Com todo o exposto no corpus deste artigo, os ILUMINATI ganharam um novo rosto, uma nova personalidade desenterrada dos escombros da história, outrora soterrados há mais de quatrocentos anos, quando esta Fraternidade surgiu com o seu mais reverenciado membro, o astrónomo Galileu Galilei. A pretensão de Galileu desmente toda a antagonização feita pelas massas populares entre o divino e o diabólico, entre a religião e os ILUMINATI. Sendo ele um teo-iluminati, tivera percebido desde cedo que a ciência e a religião deviam caminhar juntas, pois contavam a mesma história em linguagens diferentes, isto seria, cada uma no seu campo de actuação. Que um dia possamos também nós nos tornarmos teo-iluminatis, caminhando de mãos dadas com a fé e iluminados pela área científica em que cada um estiver formado, em prol de um mundo melhor e mais humano.

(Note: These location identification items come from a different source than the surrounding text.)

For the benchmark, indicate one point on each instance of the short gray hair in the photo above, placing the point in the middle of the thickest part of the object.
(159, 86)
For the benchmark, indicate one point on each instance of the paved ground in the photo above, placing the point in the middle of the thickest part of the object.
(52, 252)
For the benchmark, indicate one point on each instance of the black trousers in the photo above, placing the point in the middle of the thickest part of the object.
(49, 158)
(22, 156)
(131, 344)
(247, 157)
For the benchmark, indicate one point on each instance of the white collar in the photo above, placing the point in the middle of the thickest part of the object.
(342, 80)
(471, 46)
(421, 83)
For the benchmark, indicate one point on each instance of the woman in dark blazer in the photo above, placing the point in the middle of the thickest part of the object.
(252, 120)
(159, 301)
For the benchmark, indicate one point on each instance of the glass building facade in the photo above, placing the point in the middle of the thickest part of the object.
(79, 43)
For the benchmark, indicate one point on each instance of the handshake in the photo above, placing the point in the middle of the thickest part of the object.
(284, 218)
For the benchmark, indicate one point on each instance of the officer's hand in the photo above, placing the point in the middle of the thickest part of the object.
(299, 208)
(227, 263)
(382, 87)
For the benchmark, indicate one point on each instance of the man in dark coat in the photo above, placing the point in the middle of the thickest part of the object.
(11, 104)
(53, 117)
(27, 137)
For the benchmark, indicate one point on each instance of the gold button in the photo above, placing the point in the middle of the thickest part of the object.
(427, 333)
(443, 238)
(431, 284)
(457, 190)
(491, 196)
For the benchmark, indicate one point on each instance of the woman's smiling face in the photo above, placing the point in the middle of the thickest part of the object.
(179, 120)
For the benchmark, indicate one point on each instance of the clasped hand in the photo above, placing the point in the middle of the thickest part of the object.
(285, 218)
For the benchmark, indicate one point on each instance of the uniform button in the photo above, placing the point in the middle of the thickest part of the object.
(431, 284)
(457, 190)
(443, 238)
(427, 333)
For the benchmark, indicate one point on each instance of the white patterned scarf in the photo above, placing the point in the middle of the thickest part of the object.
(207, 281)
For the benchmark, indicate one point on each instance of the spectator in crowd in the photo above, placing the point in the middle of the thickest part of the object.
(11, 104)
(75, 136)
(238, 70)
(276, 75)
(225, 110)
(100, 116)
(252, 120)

A fé e a razão constituem como que duas asas pelas quais o espírito humano se eleva para a contemplação da verdade de modo que, conhecendo e amando a Deus, que colocou no coração do homem o desejo ávido pela busca da verdade, possa conhecer-se a si mesmo (Da Carta Encíclica Fides et Ratio do Papa João Paulo II).

 

REFERENCIAS

Brown, D., O Código da Vinci, Sextante, Rio de Janeiro 2004.

___________ ., Anjos e Demónios, Sextante, Rio de Janeiro 2002.

Coutinho, J., Elementos de História da Filosofia Medieval,  Braga 2008

Reale, G. – Antinseri, D., História da Filosofia: Do Humanismo a Descartes, Paulus, São Paulo 2004.

João Paulo II, Carta Encíclica Fides et Ratio, 1998.